When we asked Ashley Graham this:
“How do you feel about being a spokesperson for beauty ideals and self-acceptance, while people might not look to someone like Gigi Hadid to add to that conversation?”
She responded with this:
I think it’s a necessary thing right now because you don’t see women like me in the pages. If I have to be the person that’s talking about it, that’s fine. I’m more than happy to. If that means I got to write a book about it, that’s fine I will.
And these answers do need to be heard.
And when we asked Denise Bidot this:
Ever wish someone would ask you about something other than size?
She responded with this:
[Laughing] I’m up for any question. I’m pretty much an open book, but I think the conversation about size diversity should be encouraged so I’m not offended.
Fair responses because these issues need spotlighting. We’ve said it before. Every woman should be able to talk about what she wants people to know, and we do believe it’s important for famouses like Gabourey Sidibe and Kate Winslet to discuss self-acceptance because their highly quotable quotes illuminate body image stuff. But it’s HOW you ask women about their shocking confidence. Let’s stop assuming that it’s a radical idea that someone is confident despite the fact that they missed the CONFORM TO NORMATIVE BEAUTY STANDARDS OR ELSE memo. Let’s also stop assuming that all the non-famous women lack confidence and need a lesson from Precious Lee too.
For instance, the media should stop asking smokeshow Barbie Ferreira how in God’s green earth she manages to wear a bikini in broad daylight without shame. She’s not here for it.
And Barbie has said as much to Glamour: “Asking ‘How do I feel confident in a bikini?’ because I feel like no one would ask that to a Victoria’s Secret model. No one would ask that to Kate Upton. I understand ‘How to feel confident’ [in general], but in a bikini, if you’re adding that on…I wear a bikini like every other person in the world wears a bikini or a bathing suit.”
Given that she is a professional bikini model for Aerie and the like, perhaps it’s a very well-intentioned question when she gets asked it ten times a day. Maybe the people asking it only want to learn how to be as hotly, reasonably comfortable as a pro model when they kick it at the pool. When we interviewed the woman who coined the term “fatkini,” she talked about all the people at the beach had ugly things to say about her, so perhaps that’s where this question comes from.
But to our ear, it’s loaded with prejudice.

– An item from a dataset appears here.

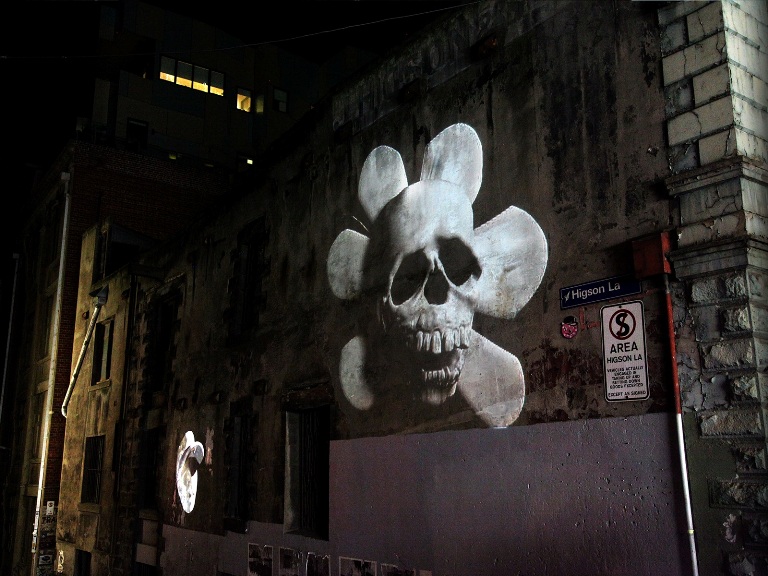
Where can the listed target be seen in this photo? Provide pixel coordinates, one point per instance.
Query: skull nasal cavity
(436, 289)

It’s got that hint of — what makes you so bold to wear a bikini without a six-pack — subtext to it. (Worth noting: there are women of all sizes who DO feel uncomfortable in a bikini.) We imagine this inner monologue takes place often.
Insecurity: are you really going to go out in a Chromat suit without a CR Fashion Book-approved facekini to conceal your identity?
Anxiety: Pretty sure pictures of you in this bikini are trending on Twitter.
WE GET IT, not everyone is “that kind of girl” in the way that Lena Dunham intended.
Let’s definitely keep asking curvier women about all the countless issues related to size. But asking them anything that sounds like, what gives them the audacity to feel something called “confidence” between their lack of a thigh gap when you show skin…enough with that already.